I think I was living in the UK when I first heard about this, so I was in more of an overseer role as the tech lead of a team that included specialist for the front end.
Hello jQuery
Around 2011 I was working on a project where the customer facing UI was being developed as and iPad app by a third party company. I was getting frustrated that there had been one or two occasions where our back end team had missed a subtle requirement in our API design, so I paired up with a teammate to try out dogfooding our REST API with some minimal HTML and JavaScript. This was my first direct exposure to jQuery, that abstracted away the browser incompatibility issues, making it possible to focus on the core intended functionality.
I was a bit nervous about showing the dogfooding code to the rest of the team, as this was a slight tangent from feature development work, but they really liked it. Over the next few weeks the dogfooding code extended further and further, catching one or two sneaky gaps in the API design along the way.
(Shout out to Felix, if you’re reading this – that was a great little pairing session when we both learned useful tidbits).
Node.js
I think that I first heard about server side JavaScript at an eXtreme Tuesday Club meetup in central London. I was a bit Java focussed back then, so I didn’t pay much attention at the time.
Fast forward to about 2015, I was working for one of the biggest publishers of scientific journals in the world – basically every university you have ever heard of will have some contract with them to have access. Node was already proven as a great technology for the server side of content delivery, so the main development teams all attended a few days of training about the fundamentals of Node.
I think one of the main advantages of Node over Java for web apps was that Java had been tied to the servlet model, which had historically involved a thread per request – which doesnt scale well.

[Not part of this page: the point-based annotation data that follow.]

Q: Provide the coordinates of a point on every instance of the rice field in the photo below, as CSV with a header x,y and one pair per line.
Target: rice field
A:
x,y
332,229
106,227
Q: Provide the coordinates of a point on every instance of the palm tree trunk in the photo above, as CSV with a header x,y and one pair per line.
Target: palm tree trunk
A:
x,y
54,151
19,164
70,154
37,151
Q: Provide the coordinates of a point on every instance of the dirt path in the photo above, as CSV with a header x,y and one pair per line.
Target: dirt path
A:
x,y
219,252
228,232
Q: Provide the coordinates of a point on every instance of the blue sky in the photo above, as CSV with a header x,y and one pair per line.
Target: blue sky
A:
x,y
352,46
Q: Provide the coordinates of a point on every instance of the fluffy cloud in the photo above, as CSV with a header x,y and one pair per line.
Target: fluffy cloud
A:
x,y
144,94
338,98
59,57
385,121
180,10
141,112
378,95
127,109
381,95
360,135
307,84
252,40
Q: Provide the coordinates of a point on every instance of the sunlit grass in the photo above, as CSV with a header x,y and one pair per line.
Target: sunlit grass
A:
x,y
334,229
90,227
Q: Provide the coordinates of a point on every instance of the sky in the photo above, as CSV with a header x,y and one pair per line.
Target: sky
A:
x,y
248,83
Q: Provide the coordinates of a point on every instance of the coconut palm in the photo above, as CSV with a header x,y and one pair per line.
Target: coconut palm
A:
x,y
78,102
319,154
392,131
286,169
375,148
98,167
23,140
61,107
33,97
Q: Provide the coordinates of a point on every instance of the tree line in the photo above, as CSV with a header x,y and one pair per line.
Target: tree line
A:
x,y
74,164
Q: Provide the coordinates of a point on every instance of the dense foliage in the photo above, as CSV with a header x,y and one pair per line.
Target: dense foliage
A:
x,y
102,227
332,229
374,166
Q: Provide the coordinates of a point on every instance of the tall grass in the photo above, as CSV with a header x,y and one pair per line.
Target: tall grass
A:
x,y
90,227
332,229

I didn’t have much need to get into developing in Node as my team’s services were focussed on asynchronous processing of event data, or parsing XML for generating documents.
As an aside, one thing that stood out as odd to me from the training was the expectation that dependencies should default to picking up the latest available version. Looking back from now (May 2026) that seems like a risk from a security perspective, so I wouldn’t see my self jumping to apply that approach today.
A couple of years later I spent a day or two setting up a redirection feature in the topic pages front end microservice, but let’s not count HTTP routing as being front-endy.
GraphQL
One of the core services for presenting information about accounts in Atlassian’s AdminHub involves a GraphQL interface that is served via Node.js (maybe Apollo?)
When my team needed to extend the API to support an additional permission state, I updated some existing code and added fresh tests to keep everything up to date.
Blogs
This year (2026) I have established this blog on a hosted WordPress system as an alternative to Blogger, because the mobile-first approach that Google’s indexing system applies made my old Blogger hosted blogs invisible to Google.
I have analytics and / or logging in place for measuring how much attention the posts get (it ain’t much), plus a bit of setup for seeing how Google and Bing are getting on with sitemaps and indexing.
I’m a bit frustrated by all of the “Upgrade now” prompts and the number of clicks that I have to go through every time that I want to add a post on this site, so I may yet resort to setting my own virtual server for hosting my blog posts in the future.
So, What’s Next?
I’m on the lookout for my next job or contract at the moment. Back end Java work seems to mainly be associated with companies that I perceive as being likely to have a re-org involvign redundancies due to AI, so I expect that I will need to make a pivot to applying my skills and experience in other areas – one direction might involve front end or “full stack”.
I used to describe myself as a “Web Developer” so let’s see what the future holds.